Я написал родителям Хуана — без его ведома — и объяснил, что он находится в критическом состоянии, став жертвой неизвестной болезни, и повторил слова доктора Роткофа: в любую минуту можно ждать самого худшего. Еще я добавил, что, хотя и живу постоянно в Париже, пробуду в Лондоне столько, сколько нужно, чтобы быть рядом с ним. Я дал им адрес и телефон квартирки в Эрлз-Корт и попросил инструкций.
Они позвонили, едва получив письмо — оно пришло одновременно с тем, которое я написал под диктовку Хуана. Отец был совершенно раздавлен новостью, но и счастлив, вновь обретя блудного сына. Они уже начали оформлять документы для поездки в Лондон. Он попросил, чтобы я нашел им комнату в недорогой гостинице, потому что возможности у них весьма скромные. Я его успокоил: они, конечно, остановятся в квартире Хуана, где можно готовить еду, так что пребывание в Лондоне окажется менее обременительным для их кошелька. Я обещал подготовить Хуана к скорой встрече.
Две недели спустя инженер Климако Баррето с женой Эуфрасией уже разместились в Эрлз-Корт, а я перебрался в bed and breakfast на Бейсуотер-роуд. Встреча с родителями словно вселила в Хуана новые силы. К нему вернулась надежда, он воспрял духом и вроде бы даже начал поправляться, во всяком случае, удерживал в желудке кое-что из еды, которую приносили ему в палату утром и вечером, хотя раньше любая пища, попадавшая больному в рот, вызывала приступы рвоты. Мать и отец Хуана были еще достаточно молоды. Он всю жизнь проработал в усадьбе «Парамонга», пока она не была экспроприирована правительством генерала Веласко, и тогда сеньор Баррето уволился и нашел скромное место преподавателя математики в одном из новых университетов, которые стали как грибы вырастать в Лиме. А может, они просто очень хорошо выглядели. Во всяком случае, им трудно было дать больше пятидесяти. Отец был высоким, спортивного сложения, сразу угадывалось, что всю жизнь он провел на свежем воздухе. Мать была миниатюрной, энергичной женщиной, и ее речь — мягкий тон, обилие уменьшительных, особая напевность, характерная для старого района Мирафлорес, — вызвала у меня приступ ностальгии. Слушая ее, я остро ощутил, как много времени прошло с тех пор, как я покинул Перу и с головой окунулся в европейскую жизнь. Но частые встречи с ними убедили меня и в другом: я уже не смог бы вернуться на родину, потому что не способен говорить и думать так, как говорят и думают, например, родители Хуана. Их суждения об увиденном в Эрлз-Корт красноречиво свидетельствовали о том, какая пропасть нас разделяет и насколько сам я переменился за минувшие годы. Хотя к факту очевидной перемены в себе относился без особого энтузиазма. Во многих смыслах я перестал быть перуанцем, это точно. А кем стал? Европейцем? Сомнительно. Ни во Франции, ни уж тем более здесь, в Англии, таковым я себя не ощущал. Так кто же ты такой, Рикардито? Неужели и вправду всего лишь жалкий неудачник, как называла тебя во время вспышек гнева миссис Ричардсон: всего лишь переводчик, тот, кто, по определению моего коллеги Саломона Толедано, есть лишь тогда, когда его нет, человек, существующий лишь тогда, когда перестает быть самим собой, чтобы через него лучше проходили чужие мысли и слова.
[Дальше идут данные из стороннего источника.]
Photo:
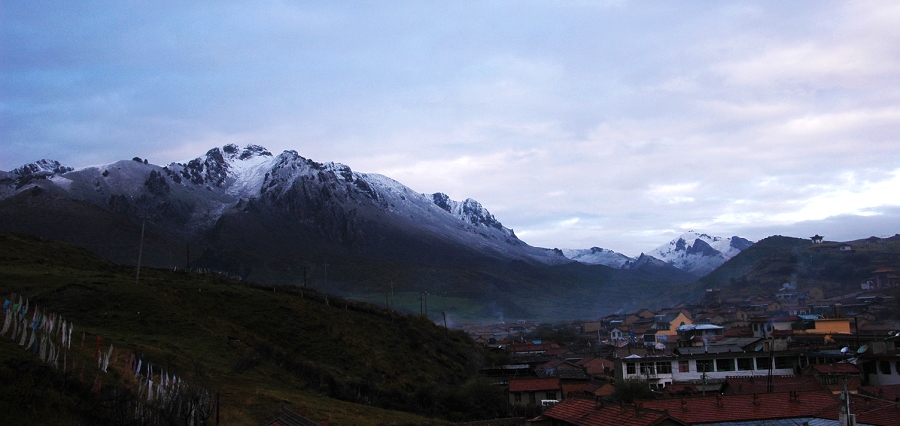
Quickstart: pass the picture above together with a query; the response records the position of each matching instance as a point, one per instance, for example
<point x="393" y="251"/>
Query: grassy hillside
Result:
<point x="273" y="250"/>
<point x="765" y="266"/>
<point x="253" y="346"/>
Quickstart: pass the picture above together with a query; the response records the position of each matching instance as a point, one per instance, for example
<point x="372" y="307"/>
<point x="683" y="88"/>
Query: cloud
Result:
<point x="612" y="124"/>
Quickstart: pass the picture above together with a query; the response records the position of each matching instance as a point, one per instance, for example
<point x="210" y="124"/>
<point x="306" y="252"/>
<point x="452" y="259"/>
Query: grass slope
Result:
<point x="254" y="346"/>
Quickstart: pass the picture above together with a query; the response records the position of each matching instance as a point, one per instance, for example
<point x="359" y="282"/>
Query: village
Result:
<point x="790" y="358"/>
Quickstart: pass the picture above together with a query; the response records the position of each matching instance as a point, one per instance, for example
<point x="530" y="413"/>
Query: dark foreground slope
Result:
<point x="253" y="346"/>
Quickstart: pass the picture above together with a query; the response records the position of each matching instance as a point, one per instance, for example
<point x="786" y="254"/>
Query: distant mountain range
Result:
<point x="692" y="252"/>
<point x="286" y="219"/>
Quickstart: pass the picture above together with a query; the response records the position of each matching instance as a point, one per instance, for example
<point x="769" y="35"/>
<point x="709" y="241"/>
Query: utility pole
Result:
<point x="137" y="276"/>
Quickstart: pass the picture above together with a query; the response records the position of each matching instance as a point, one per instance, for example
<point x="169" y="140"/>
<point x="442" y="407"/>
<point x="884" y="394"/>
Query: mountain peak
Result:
<point x="699" y="253"/>
<point x="41" y="168"/>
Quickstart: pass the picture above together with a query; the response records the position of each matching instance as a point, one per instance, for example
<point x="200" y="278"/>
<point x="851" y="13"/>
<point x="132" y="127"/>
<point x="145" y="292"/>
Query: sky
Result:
<point x="615" y="124"/>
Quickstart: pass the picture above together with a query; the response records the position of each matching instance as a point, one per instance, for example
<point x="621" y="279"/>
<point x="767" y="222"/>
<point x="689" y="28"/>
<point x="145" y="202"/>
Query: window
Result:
<point x="664" y="367"/>
<point x="726" y="364"/>
<point x="784" y="362"/>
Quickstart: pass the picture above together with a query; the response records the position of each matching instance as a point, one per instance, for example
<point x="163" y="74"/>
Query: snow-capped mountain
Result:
<point x="328" y="202"/>
<point x="692" y="252"/>
<point x="699" y="253"/>
<point x="598" y="256"/>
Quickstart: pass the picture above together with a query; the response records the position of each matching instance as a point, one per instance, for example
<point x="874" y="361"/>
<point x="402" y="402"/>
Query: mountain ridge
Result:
<point x="692" y="252"/>
<point x="287" y="220"/>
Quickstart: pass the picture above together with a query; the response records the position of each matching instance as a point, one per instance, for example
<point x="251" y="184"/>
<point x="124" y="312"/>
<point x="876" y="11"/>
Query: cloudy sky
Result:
<point x="615" y="124"/>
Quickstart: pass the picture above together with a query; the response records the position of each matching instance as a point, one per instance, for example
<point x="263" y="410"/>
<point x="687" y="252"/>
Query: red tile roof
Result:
<point x="839" y="368"/>
<point x="759" y="384"/>
<point x="594" y="365"/>
<point x="890" y="393"/>
<point x="732" y="408"/>
<point x="532" y="385"/>
<point x="586" y="412"/>
<point x="868" y="410"/>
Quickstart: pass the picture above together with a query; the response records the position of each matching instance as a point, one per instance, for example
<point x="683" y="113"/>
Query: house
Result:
<point x="886" y="278"/>
<point x="718" y="363"/>
<point x="588" y="412"/>
<point x="881" y="369"/>
<point x="525" y="392"/>
<point x="666" y="325"/>
<point x="699" y="334"/>
<point x="597" y="367"/>
<point x="755" y="409"/>
<point x="836" y="376"/>
<point x="749" y="385"/>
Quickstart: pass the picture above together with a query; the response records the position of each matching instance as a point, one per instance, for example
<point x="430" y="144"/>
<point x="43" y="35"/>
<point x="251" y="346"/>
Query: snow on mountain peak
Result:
<point x="469" y="210"/>
<point x="598" y="256"/>
<point x="699" y="253"/>
<point x="41" y="168"/>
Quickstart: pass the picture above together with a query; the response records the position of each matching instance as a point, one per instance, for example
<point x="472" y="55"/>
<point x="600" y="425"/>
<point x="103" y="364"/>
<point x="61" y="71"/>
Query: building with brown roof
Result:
<point x="745" y="407"/>
<point x="587" y="412"/>
<point x="524" y="392"/>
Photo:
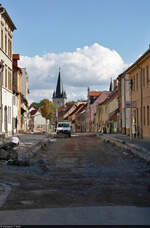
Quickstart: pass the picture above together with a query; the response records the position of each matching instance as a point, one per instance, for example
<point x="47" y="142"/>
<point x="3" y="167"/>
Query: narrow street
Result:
<point x="78" y="172"/>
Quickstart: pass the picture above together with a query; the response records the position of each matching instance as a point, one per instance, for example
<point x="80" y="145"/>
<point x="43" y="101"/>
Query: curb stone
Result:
<point x="129" y="146"/>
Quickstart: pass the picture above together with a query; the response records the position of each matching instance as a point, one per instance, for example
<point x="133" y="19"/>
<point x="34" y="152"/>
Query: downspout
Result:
<point x="141" y="102"/>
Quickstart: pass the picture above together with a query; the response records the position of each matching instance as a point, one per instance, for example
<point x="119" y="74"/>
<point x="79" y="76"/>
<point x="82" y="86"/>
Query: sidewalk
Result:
<point x="140" y="147"/>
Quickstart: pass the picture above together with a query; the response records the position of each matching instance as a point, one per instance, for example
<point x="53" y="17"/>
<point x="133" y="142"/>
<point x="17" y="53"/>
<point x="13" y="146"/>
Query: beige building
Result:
<point x="6" y="95"/>
<point x="135" y="97"/>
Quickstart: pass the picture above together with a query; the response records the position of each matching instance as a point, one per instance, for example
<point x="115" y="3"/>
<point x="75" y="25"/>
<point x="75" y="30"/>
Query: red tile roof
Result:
<point x="95" y="93"/>
<point x="33" y="112"/>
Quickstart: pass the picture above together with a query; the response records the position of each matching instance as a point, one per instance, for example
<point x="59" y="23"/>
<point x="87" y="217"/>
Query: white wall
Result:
<point x="7" y="101"/>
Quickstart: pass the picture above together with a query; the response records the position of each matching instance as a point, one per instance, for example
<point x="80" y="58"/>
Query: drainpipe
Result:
<point x="141" y="102"/>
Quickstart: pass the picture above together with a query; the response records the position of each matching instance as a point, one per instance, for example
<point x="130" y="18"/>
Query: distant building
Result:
<point x="59" y="96"/>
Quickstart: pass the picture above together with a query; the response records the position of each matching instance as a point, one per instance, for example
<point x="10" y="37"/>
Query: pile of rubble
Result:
<point x="11" y="152"/>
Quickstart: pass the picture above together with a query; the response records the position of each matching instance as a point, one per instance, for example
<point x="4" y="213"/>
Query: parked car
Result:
<point x="63" y="128"/>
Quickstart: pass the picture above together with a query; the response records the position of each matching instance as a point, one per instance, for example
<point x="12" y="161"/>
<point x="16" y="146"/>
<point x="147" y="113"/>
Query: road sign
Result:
<point x="130" y="104"/>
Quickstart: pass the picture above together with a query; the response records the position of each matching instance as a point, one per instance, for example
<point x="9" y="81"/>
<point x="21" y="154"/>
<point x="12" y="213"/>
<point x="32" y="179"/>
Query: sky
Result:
<point x="91" y="41"/>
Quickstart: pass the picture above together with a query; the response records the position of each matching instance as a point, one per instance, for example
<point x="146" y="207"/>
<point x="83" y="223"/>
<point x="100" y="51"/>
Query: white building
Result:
<point x="37" y="123"/>
<point x="6" y="96"/>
Теперь, когда родители Хуана Баррето находились в Лондоне, я мог вернуться в Париж и вновь приступить к работе. Я соглашался на любые предложения, даже если речь шла всего об одном-двух днях, потому что за время, проведенное в Англии, у постели Хуана, мои заработки резко упали.
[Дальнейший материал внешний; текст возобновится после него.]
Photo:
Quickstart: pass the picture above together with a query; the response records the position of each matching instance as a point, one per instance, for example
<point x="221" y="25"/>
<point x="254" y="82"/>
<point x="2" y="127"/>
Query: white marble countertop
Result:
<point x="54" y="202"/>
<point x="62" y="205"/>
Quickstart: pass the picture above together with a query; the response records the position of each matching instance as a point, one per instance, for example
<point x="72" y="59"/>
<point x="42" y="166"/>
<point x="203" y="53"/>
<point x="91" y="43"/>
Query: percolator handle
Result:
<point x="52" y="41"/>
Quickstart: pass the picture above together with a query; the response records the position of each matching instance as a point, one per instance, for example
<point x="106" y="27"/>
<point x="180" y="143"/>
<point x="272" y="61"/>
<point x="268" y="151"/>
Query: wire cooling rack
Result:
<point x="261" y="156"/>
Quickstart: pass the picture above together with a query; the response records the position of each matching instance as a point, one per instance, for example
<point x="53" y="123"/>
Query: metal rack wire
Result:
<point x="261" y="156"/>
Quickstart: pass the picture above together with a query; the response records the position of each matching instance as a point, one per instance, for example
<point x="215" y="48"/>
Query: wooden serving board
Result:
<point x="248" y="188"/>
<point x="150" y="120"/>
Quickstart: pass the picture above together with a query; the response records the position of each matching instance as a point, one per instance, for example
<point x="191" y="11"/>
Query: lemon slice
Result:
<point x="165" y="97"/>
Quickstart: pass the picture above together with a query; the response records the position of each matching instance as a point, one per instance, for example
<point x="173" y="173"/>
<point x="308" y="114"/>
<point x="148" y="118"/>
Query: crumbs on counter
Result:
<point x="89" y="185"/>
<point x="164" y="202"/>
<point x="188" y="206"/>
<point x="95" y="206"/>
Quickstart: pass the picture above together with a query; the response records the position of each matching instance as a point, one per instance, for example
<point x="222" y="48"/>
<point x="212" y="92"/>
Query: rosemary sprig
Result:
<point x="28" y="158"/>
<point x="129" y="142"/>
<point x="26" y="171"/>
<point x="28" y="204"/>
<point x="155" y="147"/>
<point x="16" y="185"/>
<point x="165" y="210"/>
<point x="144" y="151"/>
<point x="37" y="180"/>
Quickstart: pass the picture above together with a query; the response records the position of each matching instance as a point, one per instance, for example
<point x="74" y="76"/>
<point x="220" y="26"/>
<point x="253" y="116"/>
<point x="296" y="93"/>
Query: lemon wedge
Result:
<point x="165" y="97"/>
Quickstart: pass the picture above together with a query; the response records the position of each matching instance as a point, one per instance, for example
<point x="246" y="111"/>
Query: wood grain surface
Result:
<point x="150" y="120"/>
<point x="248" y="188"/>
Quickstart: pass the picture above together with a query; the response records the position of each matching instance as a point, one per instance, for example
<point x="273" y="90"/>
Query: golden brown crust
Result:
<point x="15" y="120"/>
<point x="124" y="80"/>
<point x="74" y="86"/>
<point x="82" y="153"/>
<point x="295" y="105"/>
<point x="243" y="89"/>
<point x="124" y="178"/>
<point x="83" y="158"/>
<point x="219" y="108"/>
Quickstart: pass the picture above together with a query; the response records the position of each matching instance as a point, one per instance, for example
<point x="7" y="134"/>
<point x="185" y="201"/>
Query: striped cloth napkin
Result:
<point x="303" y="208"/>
Вопреки запрету миссис Ричардсон, я стал названивать к ним домой в Ньюмаркет, чтобы разведать, когда же хозяева вернутся из Японии. Подходившая к телефону служанка-филиппинка этого не знала. Я каждый раз старался менять голос и выдавал себя за кого-то другого, но, сдается мне, филиппинка меня легко узнавала и резко бросала: «They are not yet back».[72]
Пока в один прекрасный день трубку не сняла сама миссис Ричардсон. Она тотчас узнала меня, последовало долгое молчание. «Ты можешь говорить?» — спросил я. Она ответила грубо, не скрывая бешенства: «Нет. Ты в Париже? Я позвоню тебе в ЮНЕСКО или домой, как только смогу». И повесила, вернее швырнула, трубку, чтобы показать, как она разгневана. В тот же вечер она позвонила мне домой.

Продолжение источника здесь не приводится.